Hablando de pelar y de pelear, me diiiiicen que ayer dos fueron los villanos favoritos del desfile del primero de mayo. El número uno ya se la saben, el gober Monreal al que le llovieron saludos y porras de todo tipo, atrás quedaron esos tiempos donde lo veían como “la salvación y la esperanza”; ahora el reproche fue generalizado y el descontento creciente en las, los y les trabajadores sindicalizados, más en los de la Nueva Gobernanza.
Y cómo no, si por un lado está todo lo que al gobernador le sea endosado y por el otro sus funiconaries que un día le generan problemas y conflictos innecesarios y el otro también, más cuando de la nómina se trata. Además de que diiiiicen aquel señalamiento de que “estaban cansados, sin ganas de servir a Zacatecas, con huevonada” que como el dos de octubre “no se olvida”.
Al otro que le llovió sobre mojado fue al aún líder sindical Israel Chávez, al grado que tuvieron que escoltarlo para que pudiera avanzar dentro de la marcha, pues algunas, algunos y algunes de sus agremiades se le echaron encima para reclamarle que se había vendido y los tenía “bien jodidos”. Esto por sus acuerdos para el incremento salarial que no gustó y que diiiiicen tiene en crisis al SUTSEMOP, pues al interior las diferencias están creciendo muy intensamente, a ver en qué terminan ¿verdad?

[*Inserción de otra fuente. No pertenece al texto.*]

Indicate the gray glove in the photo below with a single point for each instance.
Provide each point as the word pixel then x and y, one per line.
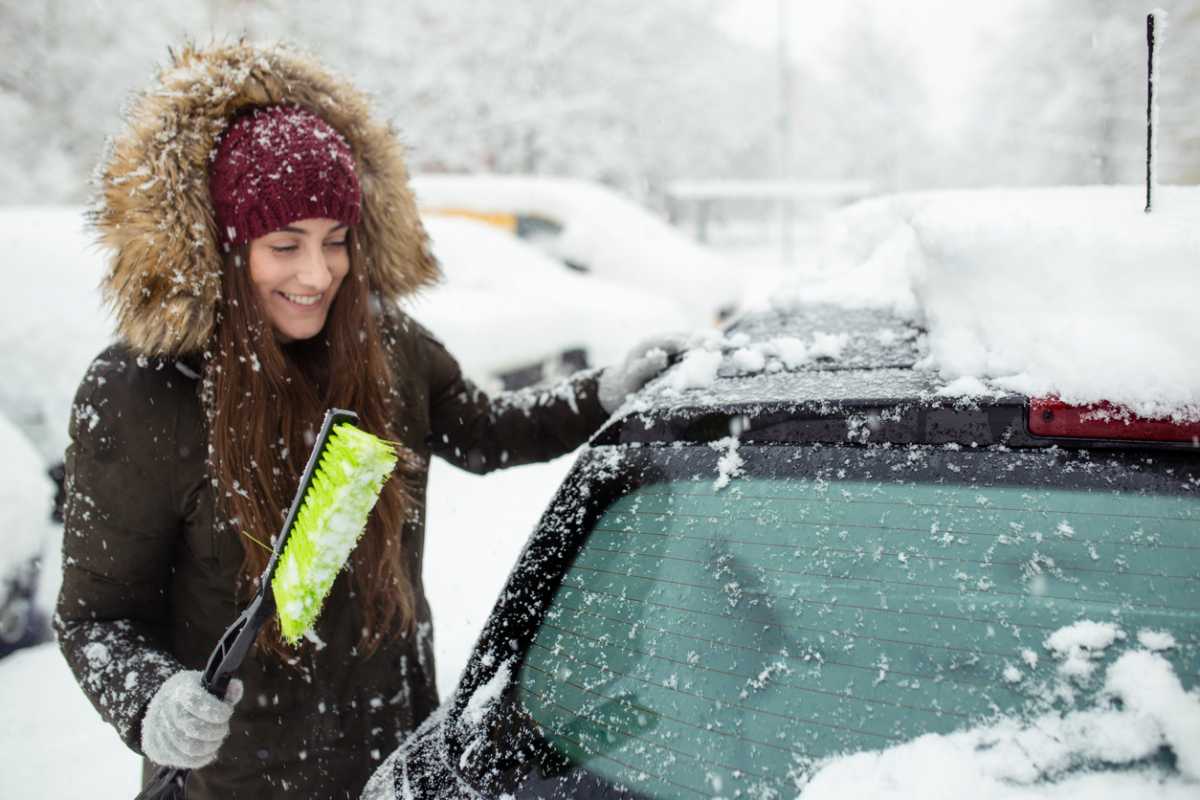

Y quien después de los jueves de rolitas terminó ahora por ser bien original y sacar su “mono” fue el alcalde Saúl Monreal. Diiiiicen que si ya con haber cantado las de Cepillín andaba dando penita, ahora con la idea de regalar sus muñecos de peluche al estilo Peje, su hermano Ricardo o el doctor Simi ya se pasó, como que alguien debe darle el consejo que le baje dos rayitas y se concentre más en atender las muchas broncas que traen en Fresnillo.
Y hablando de broncas y antes de irnos, me diiiiicen que al parecer hoy es el día para que, si el exalcalde de Guadalupe Julio César “N” y su esposa Susy “N” deciden presentarse ante el juez que está solicitando su presencia, puedan acudir, alegar y argumentar su inocencia. Veremos cómo camina el asunto, pues si bien, nadie es culpable hasta que se demuestre lo contrario y viva su debido proceso, las señales de que no andan ya por suelo zacatecano crecen y crecen, y pueque se confirmen pronto.
Ya mejor aquí le dejamos, mañana nos leemos ¿les parece? Eso sí, ustedes ya saben y que no se les olvide que aquí todo lo que salga, igual ni es cierto, nomás ¡diiiiicen, diiiiicen!